Tramite le tue fotografie hai la possibilità di studiare il mondo ed immortalare un momento per l’eternità: con questo progetto hai voluto concentrare la tua attenzione sul rapporto dell’uomo con la città, con l’ambiente in cui abita, ma non vive. In questi anni in cui hai cercato di fermare il tempo, hai notato delle evoluzioni nella società? 
Bella questa domanda, cioè bella contorta! Beh, le differenze macroscopiche non sono state tanto negli altri quanto in me, sono cambiato io e la mia visione del mondo. È normale, studio da tre anni, quindi noto in maniera diversa le cose: prima vedevo il mondo come un ragazzo messinese, privo di una profonda conoscenza che ho poi acquisito con lo studio, ed il mio occhio è cambiato. Quindi studiare fotografia, arte e tutto ciò che concerne la fotografia, mi ha permesso di vedere il mondo in senso critico. Alla fine ho compreso che le persone che non hanno niente, al contrario avevano di più e trasmettevano di più…e viceversa. […]

Quanto ritieni che la foto sia un ferma-immagine piuttosto che il movimento di questa che suscita nel tempo e nello spazio diversi, in coloro che osservano i tuoi scatti? È un ferma-immagine reale o è un movimento che suscita in chi osserva questo ferma-immagine?
Mh…credo che l’uno dipenda dall’altra. La foto è un ferma-immagine, questo non vuol dire però che essa non possa trasmettere qualcosa che sia al di fuori della realtà. La fotografia può essere una rappresentazione della realtà oggettiva, oppure può essere la rappresentazione soggettiva della realtà: questo è il fotografo. Ad esempio una tazzina può essere fotografata da più punti di vista, ognuno la fotografa con quello che è la propria esperienza…già il movimento parte da questo ferma-immagine. Chi lo guarda riceve il messaggio che ha interpretato con la propria visione e secondo il suo trascorso. E questo lo fa qualunque tipo di arte.img_9566-2

Quando sei passato alla post-produzione (momento in cui le foto vengono “ritoccate” ndr) qual è stato il tuo principale obiettivo? Quale verità volevi mettere in luce?

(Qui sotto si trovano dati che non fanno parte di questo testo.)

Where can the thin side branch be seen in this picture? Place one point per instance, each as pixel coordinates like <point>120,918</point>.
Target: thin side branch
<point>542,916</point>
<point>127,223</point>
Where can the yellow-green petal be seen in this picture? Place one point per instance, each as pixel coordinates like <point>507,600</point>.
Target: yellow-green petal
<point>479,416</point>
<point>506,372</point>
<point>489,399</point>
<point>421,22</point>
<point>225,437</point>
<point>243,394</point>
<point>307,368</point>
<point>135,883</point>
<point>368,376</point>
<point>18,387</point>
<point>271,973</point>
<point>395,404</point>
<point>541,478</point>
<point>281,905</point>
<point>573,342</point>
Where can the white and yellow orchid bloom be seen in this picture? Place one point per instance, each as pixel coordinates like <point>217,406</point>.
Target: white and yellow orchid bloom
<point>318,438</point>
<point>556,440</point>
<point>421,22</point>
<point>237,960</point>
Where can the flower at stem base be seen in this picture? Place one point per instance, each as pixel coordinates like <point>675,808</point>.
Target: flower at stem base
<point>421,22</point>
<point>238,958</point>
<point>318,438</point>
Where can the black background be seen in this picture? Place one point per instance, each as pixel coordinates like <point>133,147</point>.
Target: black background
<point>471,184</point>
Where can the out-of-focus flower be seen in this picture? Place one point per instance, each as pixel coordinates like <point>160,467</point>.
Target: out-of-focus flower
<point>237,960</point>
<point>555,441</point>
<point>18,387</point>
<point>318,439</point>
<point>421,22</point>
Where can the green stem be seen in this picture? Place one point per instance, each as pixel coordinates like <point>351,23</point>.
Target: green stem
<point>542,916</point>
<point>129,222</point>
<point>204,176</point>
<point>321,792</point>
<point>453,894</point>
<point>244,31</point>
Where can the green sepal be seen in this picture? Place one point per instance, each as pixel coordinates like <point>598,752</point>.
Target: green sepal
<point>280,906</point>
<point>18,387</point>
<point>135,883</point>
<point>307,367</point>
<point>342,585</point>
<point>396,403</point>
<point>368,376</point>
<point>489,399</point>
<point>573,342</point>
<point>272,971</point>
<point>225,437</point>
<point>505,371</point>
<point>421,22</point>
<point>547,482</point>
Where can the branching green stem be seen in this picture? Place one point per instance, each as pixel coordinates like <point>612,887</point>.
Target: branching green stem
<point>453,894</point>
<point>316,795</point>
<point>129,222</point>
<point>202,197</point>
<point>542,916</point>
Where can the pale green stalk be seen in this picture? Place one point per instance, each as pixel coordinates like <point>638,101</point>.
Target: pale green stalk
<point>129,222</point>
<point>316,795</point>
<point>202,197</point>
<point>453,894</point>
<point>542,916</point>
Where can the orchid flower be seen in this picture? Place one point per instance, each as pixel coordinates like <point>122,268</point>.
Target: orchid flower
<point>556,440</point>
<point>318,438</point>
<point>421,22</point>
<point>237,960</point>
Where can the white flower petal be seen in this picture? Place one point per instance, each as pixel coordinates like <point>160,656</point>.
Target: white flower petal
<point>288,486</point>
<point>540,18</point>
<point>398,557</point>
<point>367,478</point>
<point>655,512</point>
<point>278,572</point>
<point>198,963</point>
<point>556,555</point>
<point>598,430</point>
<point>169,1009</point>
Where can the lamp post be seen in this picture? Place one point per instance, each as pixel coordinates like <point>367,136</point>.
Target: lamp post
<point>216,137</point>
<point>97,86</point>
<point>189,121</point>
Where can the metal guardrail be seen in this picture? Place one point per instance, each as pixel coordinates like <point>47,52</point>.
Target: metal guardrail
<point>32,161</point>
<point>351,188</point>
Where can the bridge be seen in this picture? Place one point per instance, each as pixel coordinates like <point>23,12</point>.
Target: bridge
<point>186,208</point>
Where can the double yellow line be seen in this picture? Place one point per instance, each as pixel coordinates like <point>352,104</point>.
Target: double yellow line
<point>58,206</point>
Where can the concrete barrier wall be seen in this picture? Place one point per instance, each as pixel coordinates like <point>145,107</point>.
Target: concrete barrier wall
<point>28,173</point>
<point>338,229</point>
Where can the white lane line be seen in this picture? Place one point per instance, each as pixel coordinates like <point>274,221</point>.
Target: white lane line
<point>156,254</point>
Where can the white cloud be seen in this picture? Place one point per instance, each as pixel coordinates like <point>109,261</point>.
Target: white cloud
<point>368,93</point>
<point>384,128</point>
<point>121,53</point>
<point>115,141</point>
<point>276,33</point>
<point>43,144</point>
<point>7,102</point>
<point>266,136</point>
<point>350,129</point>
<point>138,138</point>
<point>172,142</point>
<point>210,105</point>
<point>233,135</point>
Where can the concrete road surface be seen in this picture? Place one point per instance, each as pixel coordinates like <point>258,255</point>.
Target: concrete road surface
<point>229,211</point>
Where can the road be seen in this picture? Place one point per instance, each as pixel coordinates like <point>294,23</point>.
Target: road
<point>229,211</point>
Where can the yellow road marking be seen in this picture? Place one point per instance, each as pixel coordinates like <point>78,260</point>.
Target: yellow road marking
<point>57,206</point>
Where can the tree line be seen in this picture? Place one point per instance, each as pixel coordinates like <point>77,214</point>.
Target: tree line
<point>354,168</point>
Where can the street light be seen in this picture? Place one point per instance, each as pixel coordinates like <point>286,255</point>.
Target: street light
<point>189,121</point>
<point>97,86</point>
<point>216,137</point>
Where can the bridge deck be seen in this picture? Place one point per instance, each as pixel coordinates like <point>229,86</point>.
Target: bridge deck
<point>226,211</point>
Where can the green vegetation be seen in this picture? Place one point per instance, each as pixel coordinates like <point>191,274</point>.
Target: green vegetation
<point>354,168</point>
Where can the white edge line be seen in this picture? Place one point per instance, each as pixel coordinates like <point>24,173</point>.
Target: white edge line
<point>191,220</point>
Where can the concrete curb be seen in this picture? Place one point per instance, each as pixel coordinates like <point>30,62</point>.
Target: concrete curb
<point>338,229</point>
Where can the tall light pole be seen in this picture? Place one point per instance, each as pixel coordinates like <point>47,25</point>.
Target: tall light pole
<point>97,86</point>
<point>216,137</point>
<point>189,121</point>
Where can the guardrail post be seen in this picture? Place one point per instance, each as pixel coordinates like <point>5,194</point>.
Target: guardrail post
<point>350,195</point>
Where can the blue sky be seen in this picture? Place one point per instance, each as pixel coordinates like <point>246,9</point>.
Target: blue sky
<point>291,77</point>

Sostanzialmente la post-produzione, per quanto abbia il suo peso specifico e spesso enorme nell’immagine, cerco di evitarla (da “buon” fotoreporter) e cerco di trovare delle situazioni nelle quali non ci sia la necessità di rielaborare le foto. Inoltre io sono un maniaco, credo tanto nella pre-produzione: controllare il luogo, la luce, rendermi conto del lavoro che ho intenzione di realizzare.

Qualcosa che vuoi dire ai lettori di UniVersoMe?

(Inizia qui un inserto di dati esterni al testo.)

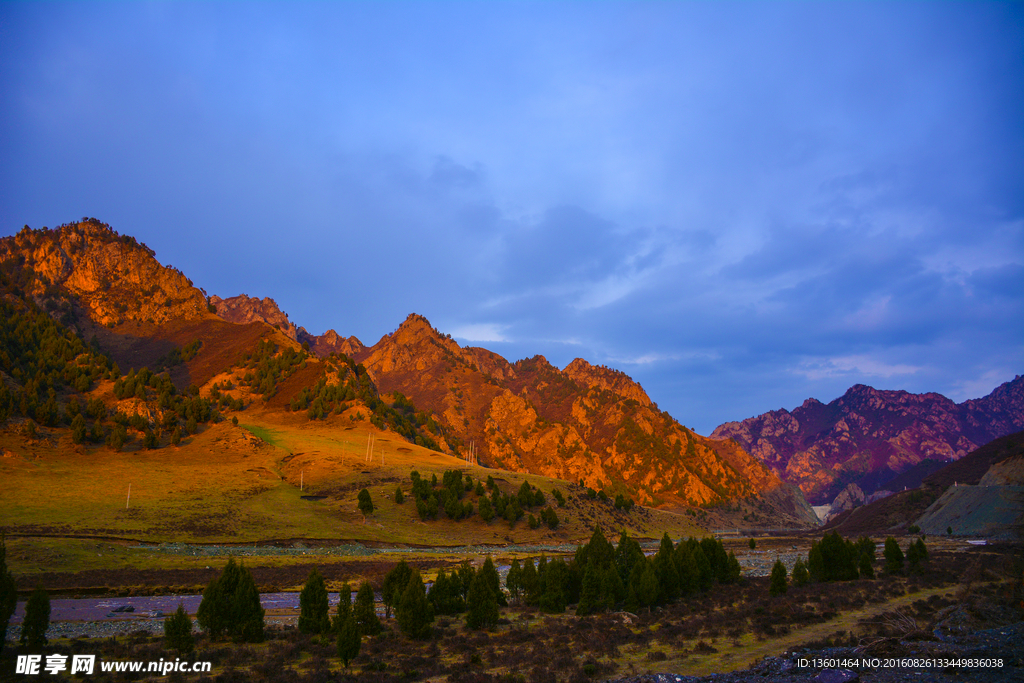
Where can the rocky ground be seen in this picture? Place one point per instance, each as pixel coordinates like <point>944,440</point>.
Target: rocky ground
<point>990,655</point>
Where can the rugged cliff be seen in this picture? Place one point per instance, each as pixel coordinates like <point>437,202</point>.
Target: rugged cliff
<point>86,267</point>
<point>868,435</point>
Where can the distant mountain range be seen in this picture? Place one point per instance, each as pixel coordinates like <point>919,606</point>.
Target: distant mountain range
<point>582,423</point>
<point>868,437</point>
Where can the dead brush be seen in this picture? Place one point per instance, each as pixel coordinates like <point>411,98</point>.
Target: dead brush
<point>895,628</point>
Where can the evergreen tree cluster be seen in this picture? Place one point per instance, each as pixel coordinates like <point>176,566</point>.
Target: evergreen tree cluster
<point>8,592</point>
<point>431,499</point>
<point>44,357</point>
<point>230,606</point>
<point>177,631</point>
<point>601,577</point>
<point>182,413</point>
<point>836,558</point>
<point>265,367</point>
<point>916,555</point>
<point>178,355</point>
<point>404,592</point>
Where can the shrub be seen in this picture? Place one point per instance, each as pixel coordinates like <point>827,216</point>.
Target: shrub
<point>177,631</point>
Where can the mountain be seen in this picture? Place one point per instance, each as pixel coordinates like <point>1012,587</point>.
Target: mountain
<point>868,436</point>
<point>244,308</point>
<point>86,268</point>
<point>978,495</point>
<point>583,423</point>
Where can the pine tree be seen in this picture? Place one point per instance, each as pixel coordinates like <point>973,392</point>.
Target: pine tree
<point>37,620</point>
<point>513,581</point>
<point>865,567</point>
<point>78,430</point>
<point>415,612</point>
<point>177,631</point>
<point>394,586</point>
<point>643,589</point>
<point>214,613</point>
<point>494,581</point>
<point>665,569</point>
<point>916,554</point>
<point>591,599</point>
<point>8,591</point>
<point>348,639</point>
<point>366,505</point>
<point>230,606</point>
<point>481,602</point>
<point>248,613</point>
<point>344,606</point>
<point>800,575</point>
<point>778,585</point>
<point>365,612</point>
<point>313,605</point>
<point>628,553</point>
<point>530,583</point>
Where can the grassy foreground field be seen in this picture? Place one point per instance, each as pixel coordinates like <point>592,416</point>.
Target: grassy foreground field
<point>274,478</point>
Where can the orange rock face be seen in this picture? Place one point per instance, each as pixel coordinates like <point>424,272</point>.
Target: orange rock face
<point>583,423</point>
<point>90,268</point>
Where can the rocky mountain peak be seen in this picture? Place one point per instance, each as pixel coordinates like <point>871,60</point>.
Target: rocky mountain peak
<point>869,435</point>
<point>605,378</point>
<point>243,309</point>
<point>87,267</point>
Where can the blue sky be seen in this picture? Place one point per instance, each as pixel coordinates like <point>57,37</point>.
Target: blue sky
<point>740,205</point>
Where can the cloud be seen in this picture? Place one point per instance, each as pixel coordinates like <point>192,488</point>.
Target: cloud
<point>852,366</point>
<point>480,332</point>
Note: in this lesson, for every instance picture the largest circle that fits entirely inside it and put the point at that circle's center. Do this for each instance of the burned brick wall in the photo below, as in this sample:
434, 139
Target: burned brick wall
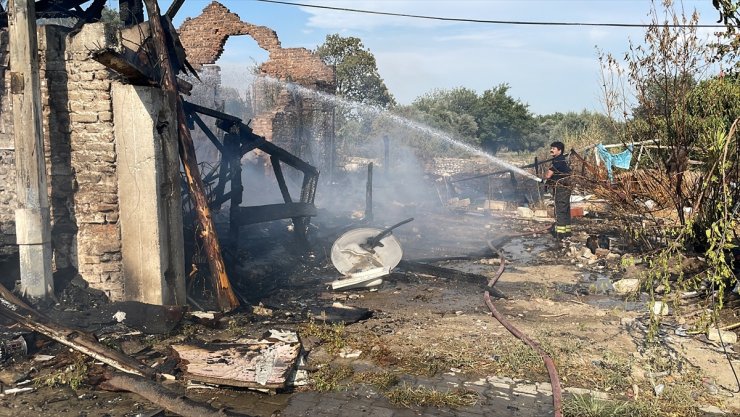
80, 157
294, 120
7, 161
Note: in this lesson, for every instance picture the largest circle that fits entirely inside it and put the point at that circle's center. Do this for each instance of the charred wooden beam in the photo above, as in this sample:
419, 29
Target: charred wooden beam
275, 162
93, 14
447, 273
75, 339
184, 87
219, 201
269, 212
249, 363
192, 107
246, 134
174, 8
131, 12
225, 296
56, 8
135, 72
157, 394
231, 145
369, 193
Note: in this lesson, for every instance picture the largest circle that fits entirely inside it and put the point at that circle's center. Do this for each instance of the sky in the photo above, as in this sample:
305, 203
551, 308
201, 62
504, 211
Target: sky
549, 68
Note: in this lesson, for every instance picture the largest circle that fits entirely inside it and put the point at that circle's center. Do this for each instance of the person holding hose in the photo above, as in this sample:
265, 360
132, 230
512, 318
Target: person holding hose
558, 177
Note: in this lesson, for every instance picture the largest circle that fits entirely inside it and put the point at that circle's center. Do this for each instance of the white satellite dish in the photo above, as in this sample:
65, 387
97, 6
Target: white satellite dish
361, 267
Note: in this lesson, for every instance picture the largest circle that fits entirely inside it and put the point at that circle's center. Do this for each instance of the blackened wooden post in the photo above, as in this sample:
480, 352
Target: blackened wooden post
231, 145
386, 156
221, 286
369, 193
32, 217
131, 12
275, 162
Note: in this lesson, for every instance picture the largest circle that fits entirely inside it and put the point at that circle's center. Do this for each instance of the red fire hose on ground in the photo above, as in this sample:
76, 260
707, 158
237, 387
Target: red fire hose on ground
557, 395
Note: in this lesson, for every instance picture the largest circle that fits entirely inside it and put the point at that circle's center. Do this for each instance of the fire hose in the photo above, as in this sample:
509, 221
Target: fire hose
557, 395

Beh innanzitutto grazie! Il messaggio più importante, per me, che posso mandare a tutti voi è: cercate di essere curiosi, come diceva Steve Jobs. La curiosità comporta, sopratutto qui a Messina in cui non c’è una vasta gamma di possibilità di scelta, la libertà, il coraggio e credere in se stessi per raggiungere i propri obiettivi e realizzarli e sopratutto mettersi in gioco. Le soddisfazioni arrivano sempre. La curiosità è proprio dietro l’angolo. Noi siciliani abbiamo tutta questa bellezza, la nostra isola ci cresce e questa bellezza l’abbiamo dentro di noi, e la riusciamo a scovare anche nella “bruttezza”. Siate voi stessi.